====== PHP ZTS Improvement ====== This is a description of ZTS improvement idea, that should reduce cost of module globals access. For example EG(current_execute_data). The idea came during analysing of JIT for ZTS expediency, but it should improve ZTS interpreter and whole PHP ZTS build as well. ===== Non ZTS Way ===== Without ZTS this takes just 1 CPU instruction and 1 load.


	movl	executor_globals+field_offset(%rip), %eax


                      executor_globals
                      +----------------+
                      | field 0        |
  field_offset ------>| ...            |
                      | field N        |
                      +----------------+

===== Current ZTS Way (PHP-7.3) ===== However in ZTS build the same access requires 6 CPU instruction and 6 loads.


	movq	_tsrm_ls_cache@gottpoff(%rip), %rax
	movslq	executor_globals_id(%rip), %rdx
	movq	%fs:(%rax), %rax
	movq	(%rax), %rax
	movq	-8(%rax,%rdx,8), %rdx
	movl	field_offset(%rdx), %eax


                           %fs
                            |
                            v       tsrm_tls_entry
+---------------------+   +---+   +----------------+
| _tsrm_ls_cache      |-->| + |-->| storage        |--+
+---------------------+   +---+   | count          |  |
                                  | thread_id      |  |
                                  | next           |  |
                                  +----------------+  |
                                                      |
+---------------------+   +---+                       |
| executor_globals_id |-->| + |<-----------+----------+                            
+---------------------+   +---+            |
                            |              |
                            |       void** v
                            |     +----------------+
                            |     | slot 0         |
                            +---->| ...            |--+
                                  | slot N         |  |
                                  +----------------+  |
                                                      |
                          +---+                       |
      field_offset ------>| + |<-----------+----------+
                          +---+            |
                            |              |
                            |       EG     v
                            |     +----------------+
                            |     | field 0        |
                            +---->| ...            |
                                  | field N        |
                                  +----------------+

===== New ZTS Way (PHP-7.4+ or PHP-8) ===== In case we fatten all the data structures we may reduce access pattern to 4 instructiond and 4 loads. I think, it's possible to make this changes on TSRM level only, without (or with minimal) TSRM source API modification. This would allow target the improvement into PHP-7.4.

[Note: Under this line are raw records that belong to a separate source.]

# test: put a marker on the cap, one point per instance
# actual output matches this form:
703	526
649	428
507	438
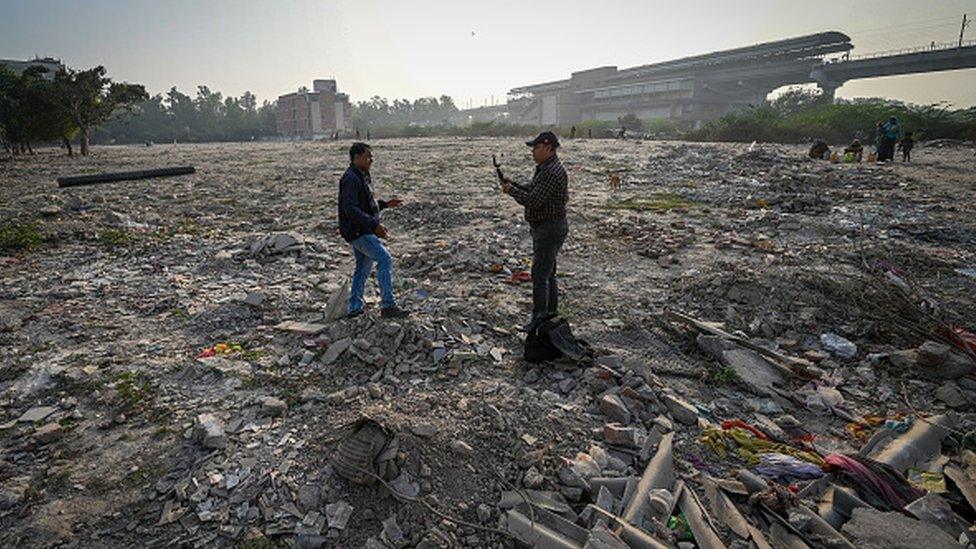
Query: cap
545	138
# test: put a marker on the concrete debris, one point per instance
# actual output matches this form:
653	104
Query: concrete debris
871	529
680	409
337	514
37	413
614	408
209	431
273	406
752	370
177	366
274	244
49	433
838	346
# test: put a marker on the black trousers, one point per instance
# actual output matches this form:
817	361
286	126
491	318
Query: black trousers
547	239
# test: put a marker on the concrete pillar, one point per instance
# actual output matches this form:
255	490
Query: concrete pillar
828	89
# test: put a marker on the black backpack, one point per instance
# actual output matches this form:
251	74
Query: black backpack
552	339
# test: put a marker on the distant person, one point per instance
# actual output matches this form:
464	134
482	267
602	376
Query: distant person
854	152
359	224
819	150
906	146
878	135
890	134
545	209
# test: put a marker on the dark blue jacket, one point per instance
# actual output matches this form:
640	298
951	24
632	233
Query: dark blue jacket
359	212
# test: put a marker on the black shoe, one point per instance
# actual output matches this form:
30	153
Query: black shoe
394	312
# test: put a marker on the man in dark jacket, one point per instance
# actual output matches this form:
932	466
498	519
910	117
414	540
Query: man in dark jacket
359	224
545	210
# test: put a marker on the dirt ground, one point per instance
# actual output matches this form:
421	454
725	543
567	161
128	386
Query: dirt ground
104	316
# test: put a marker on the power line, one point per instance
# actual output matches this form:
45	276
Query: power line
911	24
904	30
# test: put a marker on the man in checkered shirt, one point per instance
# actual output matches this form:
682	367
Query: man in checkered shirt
545	210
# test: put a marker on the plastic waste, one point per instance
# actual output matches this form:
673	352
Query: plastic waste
838	346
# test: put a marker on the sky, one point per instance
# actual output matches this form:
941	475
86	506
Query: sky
472	51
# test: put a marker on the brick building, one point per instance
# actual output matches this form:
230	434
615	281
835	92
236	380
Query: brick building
314	114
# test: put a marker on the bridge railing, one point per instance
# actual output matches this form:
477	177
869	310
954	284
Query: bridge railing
934	46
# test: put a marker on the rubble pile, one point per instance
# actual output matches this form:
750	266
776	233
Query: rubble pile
783	352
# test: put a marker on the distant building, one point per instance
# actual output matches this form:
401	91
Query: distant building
314	114
52	65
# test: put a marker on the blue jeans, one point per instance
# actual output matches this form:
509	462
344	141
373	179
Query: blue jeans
369	249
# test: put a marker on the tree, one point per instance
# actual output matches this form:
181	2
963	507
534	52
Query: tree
88	98
27	110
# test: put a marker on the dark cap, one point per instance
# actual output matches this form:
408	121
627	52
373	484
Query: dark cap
546	138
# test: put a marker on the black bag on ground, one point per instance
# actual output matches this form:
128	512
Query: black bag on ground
552	339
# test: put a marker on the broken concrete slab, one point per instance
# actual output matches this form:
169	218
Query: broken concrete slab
934	509
48	433
752	370
614	408
37	413
659	473
619	435
918	446
304	328
680	409
272	406
705	535
543	529
724	509
209	430
335	350
950	394
872	529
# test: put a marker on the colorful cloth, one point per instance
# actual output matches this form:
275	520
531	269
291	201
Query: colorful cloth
875	482
749	447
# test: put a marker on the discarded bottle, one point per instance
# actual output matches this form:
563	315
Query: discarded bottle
660	502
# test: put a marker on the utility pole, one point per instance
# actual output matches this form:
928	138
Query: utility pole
962	30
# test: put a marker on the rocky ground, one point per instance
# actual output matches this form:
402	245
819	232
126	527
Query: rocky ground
169	375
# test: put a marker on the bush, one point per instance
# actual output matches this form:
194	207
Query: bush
23	237
798	121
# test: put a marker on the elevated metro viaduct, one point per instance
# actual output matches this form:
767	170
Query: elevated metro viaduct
704	87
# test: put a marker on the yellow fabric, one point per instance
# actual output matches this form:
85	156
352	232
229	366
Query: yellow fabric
749	448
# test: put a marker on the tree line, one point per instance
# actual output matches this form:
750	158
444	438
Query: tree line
804	115
69	104
378	112
207	117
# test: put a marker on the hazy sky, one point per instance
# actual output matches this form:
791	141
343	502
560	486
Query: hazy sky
469	50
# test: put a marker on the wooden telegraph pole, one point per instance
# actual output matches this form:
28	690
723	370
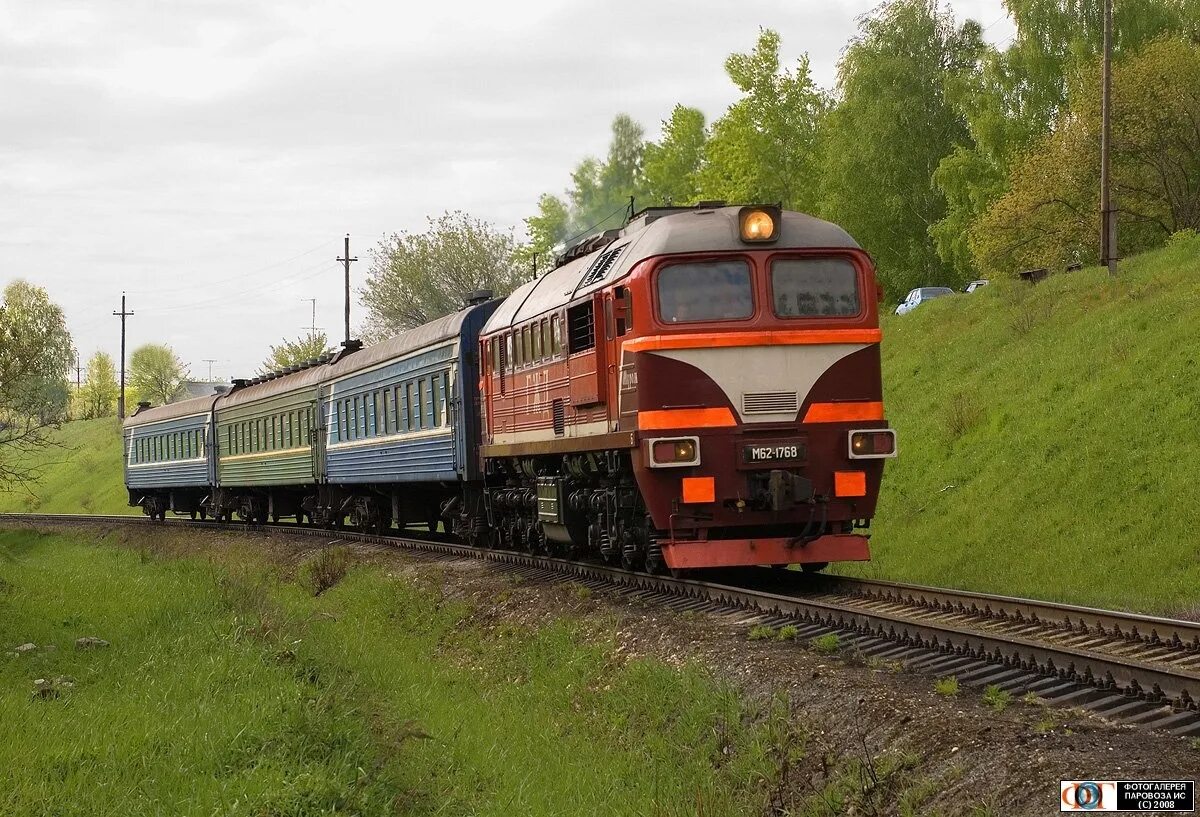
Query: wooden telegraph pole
120	398
1108	215
346	260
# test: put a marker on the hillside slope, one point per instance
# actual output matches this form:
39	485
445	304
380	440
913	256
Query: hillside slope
81	473
1048	438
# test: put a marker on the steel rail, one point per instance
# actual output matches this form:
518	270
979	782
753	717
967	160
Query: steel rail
1128	666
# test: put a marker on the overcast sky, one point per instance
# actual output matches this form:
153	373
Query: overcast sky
207	157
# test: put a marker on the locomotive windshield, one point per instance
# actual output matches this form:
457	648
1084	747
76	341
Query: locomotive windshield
814	287
706	290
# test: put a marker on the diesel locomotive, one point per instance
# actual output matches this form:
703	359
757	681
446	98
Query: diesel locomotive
697	389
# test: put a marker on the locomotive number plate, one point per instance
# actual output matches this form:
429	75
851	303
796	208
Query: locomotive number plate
774	451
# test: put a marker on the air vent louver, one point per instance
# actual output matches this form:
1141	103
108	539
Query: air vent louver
601	265
769	402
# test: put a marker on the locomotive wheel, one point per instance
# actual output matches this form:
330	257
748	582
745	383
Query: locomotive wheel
655	563
630	559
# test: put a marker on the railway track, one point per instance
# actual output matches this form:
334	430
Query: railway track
1128	667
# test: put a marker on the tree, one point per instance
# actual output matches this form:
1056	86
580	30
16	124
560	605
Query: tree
765	148
289	353
672	166
97	397
546	230
417	277
1013	98
888	132
1050	214
35	358
156	374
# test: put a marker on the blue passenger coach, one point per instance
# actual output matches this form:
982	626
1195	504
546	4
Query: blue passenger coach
168	466
401	419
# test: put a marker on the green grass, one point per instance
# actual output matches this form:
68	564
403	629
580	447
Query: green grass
81	473
1048	438
228	690
947	686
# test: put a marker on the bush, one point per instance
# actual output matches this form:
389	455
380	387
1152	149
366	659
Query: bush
328	569
1182	236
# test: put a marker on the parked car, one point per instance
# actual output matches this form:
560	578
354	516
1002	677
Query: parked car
919	295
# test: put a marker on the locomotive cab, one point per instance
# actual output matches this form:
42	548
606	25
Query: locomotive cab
755	374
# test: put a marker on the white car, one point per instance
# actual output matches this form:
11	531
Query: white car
919	295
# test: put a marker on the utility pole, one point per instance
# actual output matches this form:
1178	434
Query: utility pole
120	398
346	260
313	328
1108	215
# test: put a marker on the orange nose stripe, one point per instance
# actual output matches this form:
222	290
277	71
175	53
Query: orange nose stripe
699	490
711	418
844	412
850	484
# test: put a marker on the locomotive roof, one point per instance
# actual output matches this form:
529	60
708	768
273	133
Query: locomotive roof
691	229
172	410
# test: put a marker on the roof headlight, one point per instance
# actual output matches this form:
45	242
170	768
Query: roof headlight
759	223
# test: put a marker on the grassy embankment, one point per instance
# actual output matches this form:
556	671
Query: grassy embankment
81	473
231	689
1047	440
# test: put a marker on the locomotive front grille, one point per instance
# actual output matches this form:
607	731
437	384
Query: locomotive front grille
771	402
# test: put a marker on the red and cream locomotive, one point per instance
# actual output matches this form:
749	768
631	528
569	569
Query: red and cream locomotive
697	389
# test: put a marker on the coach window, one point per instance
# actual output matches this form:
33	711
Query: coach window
814	287
445	398
437	396
705	290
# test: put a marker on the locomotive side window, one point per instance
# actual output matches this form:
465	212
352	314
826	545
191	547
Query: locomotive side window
814	287
581	326
705	290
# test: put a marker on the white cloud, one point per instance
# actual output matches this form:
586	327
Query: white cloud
160	148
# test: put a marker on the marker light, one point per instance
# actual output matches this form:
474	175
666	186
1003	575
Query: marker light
759	223
675	452
873	444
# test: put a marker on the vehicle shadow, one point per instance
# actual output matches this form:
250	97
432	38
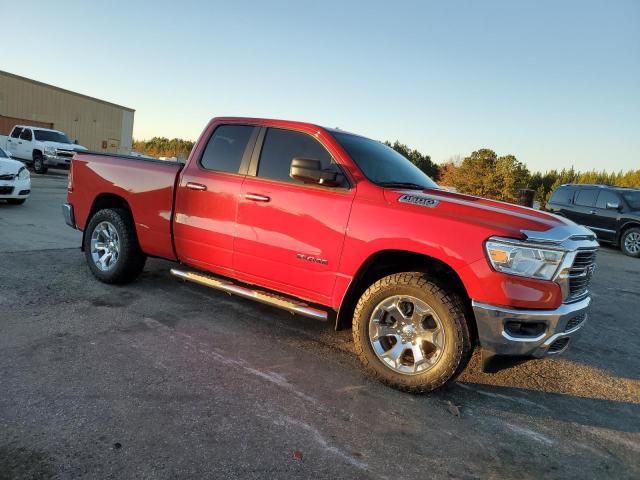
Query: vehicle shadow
613	415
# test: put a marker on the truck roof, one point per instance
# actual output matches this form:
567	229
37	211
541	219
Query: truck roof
280	122
39	128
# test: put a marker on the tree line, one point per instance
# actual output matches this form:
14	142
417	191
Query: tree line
482	173
485	174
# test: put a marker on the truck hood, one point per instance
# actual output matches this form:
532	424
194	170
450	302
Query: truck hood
503	219
10	166
65	146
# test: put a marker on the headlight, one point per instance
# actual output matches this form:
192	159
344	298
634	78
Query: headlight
523	260
23	174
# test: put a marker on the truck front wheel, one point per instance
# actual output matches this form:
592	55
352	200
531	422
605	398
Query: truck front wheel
111	247
38	164
410	333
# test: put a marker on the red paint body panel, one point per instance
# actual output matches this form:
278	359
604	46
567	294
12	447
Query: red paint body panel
259	242
147	187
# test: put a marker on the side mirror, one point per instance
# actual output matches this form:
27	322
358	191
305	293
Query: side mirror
310	171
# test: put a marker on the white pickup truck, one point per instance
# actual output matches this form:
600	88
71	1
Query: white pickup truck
42	147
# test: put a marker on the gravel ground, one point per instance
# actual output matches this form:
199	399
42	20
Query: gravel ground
163	379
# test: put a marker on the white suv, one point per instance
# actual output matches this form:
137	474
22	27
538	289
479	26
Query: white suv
42	147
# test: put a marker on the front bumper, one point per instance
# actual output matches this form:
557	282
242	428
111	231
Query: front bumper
67	212
16	189
529	333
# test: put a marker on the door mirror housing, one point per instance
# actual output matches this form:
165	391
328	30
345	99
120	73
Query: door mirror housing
310	171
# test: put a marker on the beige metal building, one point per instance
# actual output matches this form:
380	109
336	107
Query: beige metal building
96	124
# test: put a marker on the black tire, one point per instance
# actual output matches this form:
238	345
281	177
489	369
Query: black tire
38	164
447	306
130	259
629	242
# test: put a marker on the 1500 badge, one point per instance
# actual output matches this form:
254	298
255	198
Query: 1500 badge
309	258
419	200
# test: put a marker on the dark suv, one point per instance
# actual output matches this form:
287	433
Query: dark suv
613	213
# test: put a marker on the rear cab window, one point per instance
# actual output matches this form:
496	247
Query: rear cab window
26	135
226	148
605	197
562	196
586	197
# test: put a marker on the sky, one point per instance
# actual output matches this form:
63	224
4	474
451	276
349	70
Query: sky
555	83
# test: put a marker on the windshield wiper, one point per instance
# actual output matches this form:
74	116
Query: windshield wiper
412	186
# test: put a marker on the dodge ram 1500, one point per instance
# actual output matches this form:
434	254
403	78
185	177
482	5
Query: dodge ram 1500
332	225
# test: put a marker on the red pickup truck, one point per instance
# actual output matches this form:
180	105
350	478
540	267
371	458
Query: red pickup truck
329	224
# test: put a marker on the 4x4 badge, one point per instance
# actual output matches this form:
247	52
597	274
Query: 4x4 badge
419	200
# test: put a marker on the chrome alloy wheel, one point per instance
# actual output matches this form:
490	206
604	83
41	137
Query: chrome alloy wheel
632	242
406	334
105	246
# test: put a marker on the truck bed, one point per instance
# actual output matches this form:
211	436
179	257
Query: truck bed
147	186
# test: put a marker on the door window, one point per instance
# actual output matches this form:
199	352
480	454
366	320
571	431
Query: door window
226	147
605	197
587	198
281	146
26	135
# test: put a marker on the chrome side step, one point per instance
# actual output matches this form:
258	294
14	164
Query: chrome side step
258	295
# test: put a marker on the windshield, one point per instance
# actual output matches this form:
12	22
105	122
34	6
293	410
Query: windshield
45	136
382	164
633	199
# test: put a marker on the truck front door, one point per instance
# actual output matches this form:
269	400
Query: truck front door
13	142
290	235
207	199
25	145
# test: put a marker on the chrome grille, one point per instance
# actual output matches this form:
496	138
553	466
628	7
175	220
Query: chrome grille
575	322
581	272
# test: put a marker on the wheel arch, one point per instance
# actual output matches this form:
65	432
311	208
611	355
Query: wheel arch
387	262
626	226
102	201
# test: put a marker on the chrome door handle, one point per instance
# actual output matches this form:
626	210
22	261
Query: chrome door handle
196	186
256	198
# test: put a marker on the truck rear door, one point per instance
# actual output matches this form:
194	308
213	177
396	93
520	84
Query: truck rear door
290	235
207	198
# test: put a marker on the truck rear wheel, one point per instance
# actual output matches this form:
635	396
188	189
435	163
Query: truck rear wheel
410	333
111	247
630	242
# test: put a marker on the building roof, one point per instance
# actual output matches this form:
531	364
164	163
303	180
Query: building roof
35	82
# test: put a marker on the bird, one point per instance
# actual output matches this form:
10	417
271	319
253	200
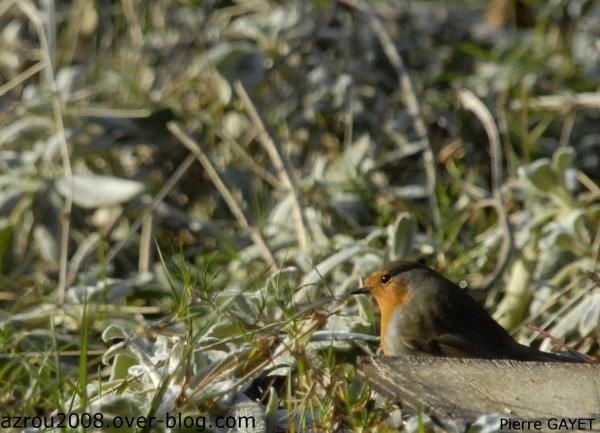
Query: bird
425	314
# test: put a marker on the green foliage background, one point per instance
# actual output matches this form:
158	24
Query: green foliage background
188	190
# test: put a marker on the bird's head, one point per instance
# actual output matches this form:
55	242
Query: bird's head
391	285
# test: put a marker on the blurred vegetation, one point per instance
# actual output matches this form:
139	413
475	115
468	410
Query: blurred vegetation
188	189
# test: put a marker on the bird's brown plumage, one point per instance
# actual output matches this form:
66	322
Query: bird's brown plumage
423	313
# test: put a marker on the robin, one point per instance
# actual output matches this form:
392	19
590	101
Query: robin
423	313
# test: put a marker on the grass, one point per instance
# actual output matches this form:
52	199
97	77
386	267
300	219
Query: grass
330	140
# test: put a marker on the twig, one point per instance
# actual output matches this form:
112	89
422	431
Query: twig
282	172
166	188
145	254
34	16
560	102
474	104
252	165
412	104
27	73
236	210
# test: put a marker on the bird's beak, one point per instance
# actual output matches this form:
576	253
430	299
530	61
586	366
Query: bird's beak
360	291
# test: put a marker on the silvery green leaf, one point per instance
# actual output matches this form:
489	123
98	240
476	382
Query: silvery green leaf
272	402
486	424
46	242
37	316
542	175
367	263
589	319
169	399
113	332
223	88
279	218
119	369
409	192
25	125
356	154
563	158
566	324
66	81
92	191
401	236
323	268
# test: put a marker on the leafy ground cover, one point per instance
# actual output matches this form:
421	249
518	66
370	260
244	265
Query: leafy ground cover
189	189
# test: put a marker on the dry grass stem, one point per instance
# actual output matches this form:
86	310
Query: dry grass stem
283	172
236	210
475	105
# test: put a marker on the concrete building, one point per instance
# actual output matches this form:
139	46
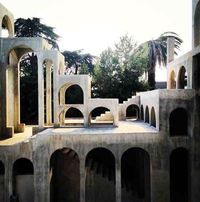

	movq	_tsrm_ls_cache@gottpoff(%rip), %rax
	movslq	executor_globals_offset(%rip), %rdx
	movq	%fs:(%rax), %rax
	movq	field_offset(%rax,%rdx), %rax


                           %fs
                            |
                            v       tsrm_tls_entry
+---------------------+   +---+   +----------------+
| _tsrm_ls_cache      |-->| + |-->| thread_id      |
+---------------------+   +---+   | next           |
                            |     | count          |
                            v     +----------------+
+---------------------+   +---+   | slot 0 size    |
| executor_globals_id |-->| + |-->+----------------+
+---------------------+   +---+   | slot 0 field 0 |
                            |     | ...            |
                            V     | ...            |
                          +---+   | ...            |
      field_offset ------>| + |-->| ...            |
                          +---+   | slot 0 field N |
                                  +----------------+
                                  | ...            |
                                  +----------------+
                                  | slot K size    |
                                  +----------------+
                                  | slot K field 0 |
                                  | ...            |
                                  | slot K field M |
                                  +----------------+

==== Reserved global id-s (EG, CG, etc) ==== In addition we may reserve slots few slots for frequently used execute_data, compiler_data, etc. And make "executor_global_id" to be precomputed at compile time constants. This will reduce access pattern to 3 instructions and 3 loads. This also eliminates requirement for temporary CPU register.

	
	movq	_tsrm_ls_cache@gottpoff(%rip), %rax
	movq	%fs:(%rax), %rax
	movq	executor_globals_offset + field_offset(%rax), %rax

==== JIT ==== With JIT we may aviod "position independent" read of "_tsrm_ls_cache" and reduce access pattern to 2 instructions and 2 loads.

	
	movq	%fs:_tsrm_ls_cache, %rax
	movq	executor_globals_offset + field_offset(%rax), %rax

Finally, we may cache address of "tsrm_tls_entry" in CPU register and come to 1 instruction and 1 load.